The course aims at providing the student with a self contained introduction to the main ideas of probabilistic machine learning, with a particular emphasis on using statistics as a modelling tool. The outcome of the course will be a theoretical and practical familiarity with the most widely used Bayesian machine learning algorithms and their implementation.
This is a rough summary for the Bayesian Machine Learning course. The main reference is D. Barber's book, Bayesian Reasoning and Machine Learning; the numbers in brackets refer to Barber's book unless explicitly stated otherwise. The book is available online from http://web4.cs.ucl.ac.uk/staff/D.Barber/pmwiki/pmwiki.php?n=Brml.HomePage.
- Lecture 1: Statistical basics. Probability refresher, probability distributions, entropy and KL divergence (Ch 1, Ch 8.2, 8.3). Multivariate Gaussian (8.4). Estimators and maximum likelihood (8.6 and 8.7.3). Supervised and unsupervised learning (13.1)
- Lecture 2: Linear models. Regression with additive noise and logistic regression (probabilistic perspective): maximum likelihood and least squares (18.1 and 17.4.1). Duality and kernels (17.3).
- Lecture 3: Bayesian regression models and Gaussian Processes. Bayesian models and hyperparameters (18.1.1, 18.1.2). Gaussian Process regression (19.1-19.4, see also Rasmussen and Williams, Gaussian Processes for Machine Learning, MIT Press, 2007, Ch 2. Available for download at http://www.gaussianprocess.org/gpml/).
- Lecture 4: Active learning and Bayesian optimisation. Active learning, basic concepts and types of active learning (B. Settles, Active learning literature survey, sections 2 and 3, available from http://burrsettles.com/pub/settles.activelearning.pdf.) Bayesian optimisation and the GP-UCB algorithm (Brochu et al, see http://arxiv.org/abs/1012.2599).

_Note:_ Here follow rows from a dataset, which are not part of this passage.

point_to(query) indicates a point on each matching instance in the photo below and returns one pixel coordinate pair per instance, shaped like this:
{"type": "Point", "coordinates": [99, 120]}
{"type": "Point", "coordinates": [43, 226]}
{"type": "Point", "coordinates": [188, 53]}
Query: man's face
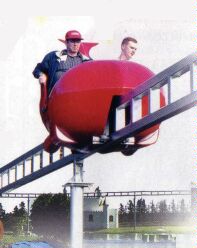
{"type": "Point", "coordinates": [73, 45]}
{"type": "Point", "coordinates": [129, 49]}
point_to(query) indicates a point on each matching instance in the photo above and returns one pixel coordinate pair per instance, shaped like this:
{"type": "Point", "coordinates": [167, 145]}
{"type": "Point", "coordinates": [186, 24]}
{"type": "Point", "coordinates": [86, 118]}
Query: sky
{"type": "Point", "coordinates": [166, 33]}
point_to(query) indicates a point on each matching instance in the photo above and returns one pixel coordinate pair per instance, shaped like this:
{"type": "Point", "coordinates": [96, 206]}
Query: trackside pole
{"type": "Point", "coordinates": [76, 207]}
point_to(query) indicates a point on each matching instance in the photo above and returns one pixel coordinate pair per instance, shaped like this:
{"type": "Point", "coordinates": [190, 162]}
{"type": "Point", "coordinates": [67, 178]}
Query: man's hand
{"type": "Point", "coordinates": [42, 78]}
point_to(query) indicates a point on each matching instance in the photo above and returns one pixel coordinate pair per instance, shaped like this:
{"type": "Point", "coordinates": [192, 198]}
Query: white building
{"type": "Point", "coordinates": [98, 215]}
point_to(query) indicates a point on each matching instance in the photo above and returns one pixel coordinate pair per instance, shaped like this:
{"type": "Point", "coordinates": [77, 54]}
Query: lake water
{"type": "Point", "coordinates": [138, 241]}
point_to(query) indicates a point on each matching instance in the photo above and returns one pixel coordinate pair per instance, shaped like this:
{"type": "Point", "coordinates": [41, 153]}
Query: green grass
{"type": "Point", "coordinates": [9, 239]}
{"type": "Point", "coordinates": [149, 229]}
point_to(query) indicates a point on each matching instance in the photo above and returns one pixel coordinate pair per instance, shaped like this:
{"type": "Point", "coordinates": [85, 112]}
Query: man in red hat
{"type": "Point", "coordinates": [56, 63]}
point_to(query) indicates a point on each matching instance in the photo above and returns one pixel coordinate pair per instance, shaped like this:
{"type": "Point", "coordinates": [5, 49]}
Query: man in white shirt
{"type": "Point", "coordinates": [128, 48]}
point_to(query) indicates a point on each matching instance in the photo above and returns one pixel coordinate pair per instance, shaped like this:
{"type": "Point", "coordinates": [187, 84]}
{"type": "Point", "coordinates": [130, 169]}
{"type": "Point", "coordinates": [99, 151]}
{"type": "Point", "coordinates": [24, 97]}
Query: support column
{"type": "Point", "coordinates": [76, 207]}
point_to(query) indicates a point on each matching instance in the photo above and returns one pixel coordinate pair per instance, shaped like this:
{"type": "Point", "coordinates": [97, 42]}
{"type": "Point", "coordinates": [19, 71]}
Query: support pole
{"type": "Point", "coordinates": [76, 207]}
{"type": "Point", "coordinates": [134, 201]}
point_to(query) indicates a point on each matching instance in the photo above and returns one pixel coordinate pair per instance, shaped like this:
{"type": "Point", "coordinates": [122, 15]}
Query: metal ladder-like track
{"type": "Point", "coordinates": [183, 75]}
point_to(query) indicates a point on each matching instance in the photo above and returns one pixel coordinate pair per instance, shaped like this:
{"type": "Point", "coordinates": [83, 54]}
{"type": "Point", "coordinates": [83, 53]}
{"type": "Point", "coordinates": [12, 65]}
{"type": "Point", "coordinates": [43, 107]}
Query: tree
{"type": "Point", "coordinates": [2, 212]}
{"type": "Point", "coordinates": [16, 221]}
{"type": "Point", "coordinates": [163, 208]}
{"type": "Point", "coordinates": [183, 208]}
{"type": "Point", "coordinates": [50, 215]}
{"type": "Point", "coordinates": [141, 206]}
{"type": "Point", "coordinates": [130, 207]}
{"type": "Point", "coordinates": [153, 209]}
{"type": "Point", "coordinates": [173, 207]}
{"type": "Point", "coordinates": [19, 219]}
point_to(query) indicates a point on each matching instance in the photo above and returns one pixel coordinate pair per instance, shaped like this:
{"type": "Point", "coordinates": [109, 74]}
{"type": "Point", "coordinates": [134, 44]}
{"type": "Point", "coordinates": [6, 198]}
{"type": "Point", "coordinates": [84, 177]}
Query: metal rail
{"type": "Point", "coordinates": [36, 163]}
{"type": "Point", "coordinates": [105, 194]}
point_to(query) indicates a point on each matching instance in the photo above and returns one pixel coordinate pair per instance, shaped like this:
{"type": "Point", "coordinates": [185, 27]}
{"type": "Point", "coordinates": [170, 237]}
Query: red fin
{"type": "Point", "coordinates": [85, 48]}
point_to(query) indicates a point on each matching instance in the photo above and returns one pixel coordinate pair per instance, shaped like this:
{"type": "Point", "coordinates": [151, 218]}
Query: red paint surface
{"type": "Point", "coordinates": [80, 102]}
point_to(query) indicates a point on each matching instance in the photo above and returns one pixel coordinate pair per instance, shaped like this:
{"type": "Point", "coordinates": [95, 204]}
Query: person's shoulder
{"type": "Point", "coordinates": [85, 58]}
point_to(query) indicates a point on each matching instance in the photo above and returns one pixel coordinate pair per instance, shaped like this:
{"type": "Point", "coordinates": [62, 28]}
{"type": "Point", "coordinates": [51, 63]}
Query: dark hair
{"type": "Point", "coordinates": [127, 39]}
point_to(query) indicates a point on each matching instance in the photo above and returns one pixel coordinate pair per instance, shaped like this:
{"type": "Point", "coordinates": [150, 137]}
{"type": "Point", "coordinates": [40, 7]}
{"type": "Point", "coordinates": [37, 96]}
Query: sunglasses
{"type": "Point", "coordinates": [74, 40]}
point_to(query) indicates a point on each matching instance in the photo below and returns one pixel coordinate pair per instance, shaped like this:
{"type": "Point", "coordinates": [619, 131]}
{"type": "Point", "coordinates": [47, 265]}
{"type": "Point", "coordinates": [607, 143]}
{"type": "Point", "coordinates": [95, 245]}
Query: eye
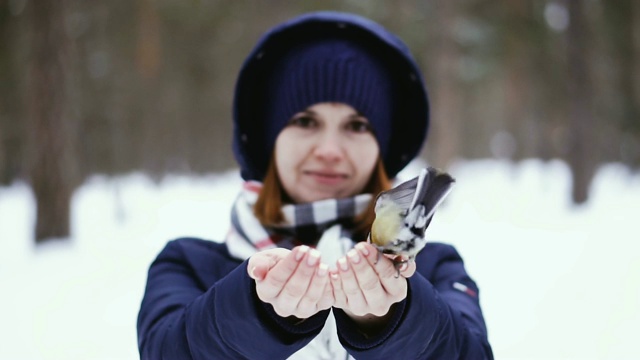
{"type": "Point", "coordinates": [359, 126]}
{"type": "Point", "coordinates": [303, 121]}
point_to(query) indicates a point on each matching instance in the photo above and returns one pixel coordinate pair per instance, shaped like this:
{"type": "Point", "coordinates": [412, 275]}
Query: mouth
{"type": "Point", "coordinates": [327, 177]}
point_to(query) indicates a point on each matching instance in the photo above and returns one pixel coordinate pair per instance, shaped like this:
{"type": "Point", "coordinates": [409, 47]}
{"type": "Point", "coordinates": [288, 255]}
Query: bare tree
{"type": "Point", "coordinates": [583, 147]}
{"type": "Point", "coordinates": [50, 141]}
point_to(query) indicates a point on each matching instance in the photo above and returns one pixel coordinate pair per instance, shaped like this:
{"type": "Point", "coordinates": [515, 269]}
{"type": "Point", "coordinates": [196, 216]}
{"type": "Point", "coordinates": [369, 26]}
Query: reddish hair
{"type": "Point", "coordinates": [272, 196]}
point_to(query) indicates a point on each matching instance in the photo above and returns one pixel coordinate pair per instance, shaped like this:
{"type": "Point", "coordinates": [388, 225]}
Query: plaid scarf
{"type": "Point", "coordinates": [325, 224]}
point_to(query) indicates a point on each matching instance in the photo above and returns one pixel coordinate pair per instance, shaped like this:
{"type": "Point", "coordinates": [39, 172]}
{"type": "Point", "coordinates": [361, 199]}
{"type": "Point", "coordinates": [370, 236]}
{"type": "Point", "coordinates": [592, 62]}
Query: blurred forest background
{"type": "Point", "coordinates": [111, 87]}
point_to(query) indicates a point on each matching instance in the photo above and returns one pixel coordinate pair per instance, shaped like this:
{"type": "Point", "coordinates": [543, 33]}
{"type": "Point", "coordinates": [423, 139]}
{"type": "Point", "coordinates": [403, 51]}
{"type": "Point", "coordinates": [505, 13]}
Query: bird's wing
{"type": "Point", "coordinates": [432, 191]}
{"type": "Point", "coordinates": [401, 195]}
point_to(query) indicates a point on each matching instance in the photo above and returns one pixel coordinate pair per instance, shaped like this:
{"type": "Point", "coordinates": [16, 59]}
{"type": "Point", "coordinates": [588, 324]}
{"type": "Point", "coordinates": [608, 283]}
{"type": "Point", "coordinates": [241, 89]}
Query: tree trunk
{"type": "Point", "coordinates": [582, 142]}
{"type": "Point", "coordinates": [444, 134]}
{"type": "Point", "coordinates": [50, 150]}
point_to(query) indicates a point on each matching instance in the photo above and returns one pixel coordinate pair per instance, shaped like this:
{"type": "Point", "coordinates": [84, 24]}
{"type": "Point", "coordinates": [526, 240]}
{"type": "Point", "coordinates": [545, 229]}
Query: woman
{"type": "Point", "coordinates": [328, 108]}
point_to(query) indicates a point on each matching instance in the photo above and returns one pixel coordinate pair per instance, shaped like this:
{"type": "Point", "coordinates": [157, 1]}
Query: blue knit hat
{"type": "Point", "coordinates": [323, 57]}
{"type": "Point", "coordinates": [329, 70]}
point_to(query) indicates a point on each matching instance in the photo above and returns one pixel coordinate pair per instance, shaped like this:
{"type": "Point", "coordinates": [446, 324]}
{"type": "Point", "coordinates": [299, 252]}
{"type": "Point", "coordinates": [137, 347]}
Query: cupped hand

- Lecture 5: Latent variables and mixture models. Latent variables and the EM algorithm (11.1 and 11.2.1). Gaussian mixture models and mixture of experts (20.3, 20.4).
- Lecture 6: Graphical models. Belief networks and Markov networks (3.3 and 4.2). Factor graphs (4.4). Exact inference in trees. Message passing and belief propagation (5.1 and 28.7.1).
- Lecture 7: Approximate inference in graphical models. Variational inference: Gaussian and mean field approximations (28.3, 28.4). Sampling methods and Gibbs sampling (27.4 and 27.3).
- Plenary talk
- Assessed Lab session (4 hrs max): Choice 1: GP regression and Bayesian Optimisation; Choice 2: Bayesian Gaussian mixture models.